Paul operates with a fellowship-driven mentality, as Israel’s history, defined by God’s covenant dealings with them, looms large in his thinking. So as we see him, because of God’s justifying activity, incorporating Gentiles into the stories of Adam and Moses to go along with their being incorporated into the story of Abraham, with each story marking the creation of a covenant people (which is also taking place in the church, through the covenant that is marked by belief in Jesus), a demand is placed upon us to allow these thoughts to resonate as we examine part of the fifth chapter of Romans.
The boundlessness of the covenant and of the grace of God (with that boundlessness not being undefinable or unobservable, but substantively demonstrated through the inclusion of Gentiles within that covenant) is set forth as Paul writes “But the gracious gift is not like the transgression” (5:15a). Remember, because Adam and Israel (Moses) are in view, “transgression” can be understood on multiple levels. Those multiple transgressions are overcome, however, “For if the many died through the transgression of the one man, how much more did the grace of the one man Jesus Christ multiply to the many!” (5:15b). We can point out that Paul believed Jesus, as Messiah (King/Christ), embodied Israel (it was a common understanding that the King stood in for the people), which allows for the transition from Adam to Jesus, encompassing Moses (who was standing in for Israel in this construct) in the process. Thus, we can see the movement from Adam, through Jesus, to the many---the Gentile nations.

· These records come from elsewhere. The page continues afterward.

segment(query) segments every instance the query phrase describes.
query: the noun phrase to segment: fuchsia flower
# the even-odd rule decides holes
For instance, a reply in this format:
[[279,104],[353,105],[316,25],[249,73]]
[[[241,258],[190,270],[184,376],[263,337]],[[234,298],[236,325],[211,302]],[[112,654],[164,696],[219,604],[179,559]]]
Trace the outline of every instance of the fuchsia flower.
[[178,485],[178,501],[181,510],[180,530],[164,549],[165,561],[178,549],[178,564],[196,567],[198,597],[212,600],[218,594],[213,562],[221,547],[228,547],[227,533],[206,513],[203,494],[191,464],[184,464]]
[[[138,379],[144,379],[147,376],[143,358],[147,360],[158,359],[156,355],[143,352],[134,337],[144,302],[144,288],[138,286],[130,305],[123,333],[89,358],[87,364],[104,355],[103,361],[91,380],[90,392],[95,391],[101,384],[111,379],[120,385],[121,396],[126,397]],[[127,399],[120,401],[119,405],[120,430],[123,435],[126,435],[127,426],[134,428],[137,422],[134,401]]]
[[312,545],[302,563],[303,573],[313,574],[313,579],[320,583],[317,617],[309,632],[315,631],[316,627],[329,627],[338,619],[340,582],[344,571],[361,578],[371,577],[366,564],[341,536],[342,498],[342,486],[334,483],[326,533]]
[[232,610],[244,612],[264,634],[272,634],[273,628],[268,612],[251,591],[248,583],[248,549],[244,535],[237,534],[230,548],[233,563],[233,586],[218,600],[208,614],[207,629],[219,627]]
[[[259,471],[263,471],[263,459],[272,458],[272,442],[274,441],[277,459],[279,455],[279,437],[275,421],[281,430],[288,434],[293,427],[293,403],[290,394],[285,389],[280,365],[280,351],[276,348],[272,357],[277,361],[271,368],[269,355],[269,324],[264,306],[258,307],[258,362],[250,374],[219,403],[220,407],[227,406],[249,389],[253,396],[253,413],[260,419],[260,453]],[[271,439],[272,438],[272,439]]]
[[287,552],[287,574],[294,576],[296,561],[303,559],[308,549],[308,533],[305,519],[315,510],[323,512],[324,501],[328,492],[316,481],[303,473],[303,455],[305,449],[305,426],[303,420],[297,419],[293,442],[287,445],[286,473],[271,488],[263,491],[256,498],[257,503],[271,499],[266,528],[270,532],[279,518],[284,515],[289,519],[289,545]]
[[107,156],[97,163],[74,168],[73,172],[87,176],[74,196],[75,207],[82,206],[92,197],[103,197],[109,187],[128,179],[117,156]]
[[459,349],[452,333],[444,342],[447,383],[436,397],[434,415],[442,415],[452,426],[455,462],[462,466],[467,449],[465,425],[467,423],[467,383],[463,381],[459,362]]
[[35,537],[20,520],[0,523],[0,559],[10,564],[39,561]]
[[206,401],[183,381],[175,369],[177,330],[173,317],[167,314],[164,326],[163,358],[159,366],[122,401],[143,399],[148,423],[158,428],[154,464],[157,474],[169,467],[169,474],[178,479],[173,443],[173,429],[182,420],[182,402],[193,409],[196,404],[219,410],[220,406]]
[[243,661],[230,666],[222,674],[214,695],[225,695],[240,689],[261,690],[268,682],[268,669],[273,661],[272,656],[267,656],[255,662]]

Effectively, the covenant had been provided to all people through Adam, who represents all of humanity. Though this is probably an uncommon way of looking at God’s covenant dealings, and though it seems somewhat counter-intuitive on its surface, we can actually insist that God’s original covenant had been made with the whole of humanity, with Adam representing the whole. That covenant was eventually localized to Abraham and his descendants. This includes a number of nations, as we consider the very basic fact that Abraham had two sons, Ishmael and Isaac, both of which had a number of descendants.
The covenant with Israel represents a further localizing, as the descendants of Jacob, one of the numerous grandsons of Abraham, are chosen as God’s covenant people. According to the historical narrative on offer in Scripture, we see an ongoing narrowing of the covenant. What at first looks like an expansion, from Adam, to Abraham’s household, to Israel, is actually an ongoing process of restriction. The intentions always remained the same, however, which was to reflect God’s glory into the world and to gather up the praises of God’s creation and return them back to Him.
With the Assyrian conquest of Israel, and the dispersion of the northern ten tribes of the twelve tribes of Israel and their being scattered to the four winds, Judah remains on the playing field as the carriers of the covenant. This is yet another restriction. As we get closer to the time of Jesus, there is an even further narrowing of covenant participants, with groups within the land of Israel creating lines of demarcation that will determine which members of God’s historical covenant people are actually continuing to participate in God’s covenant.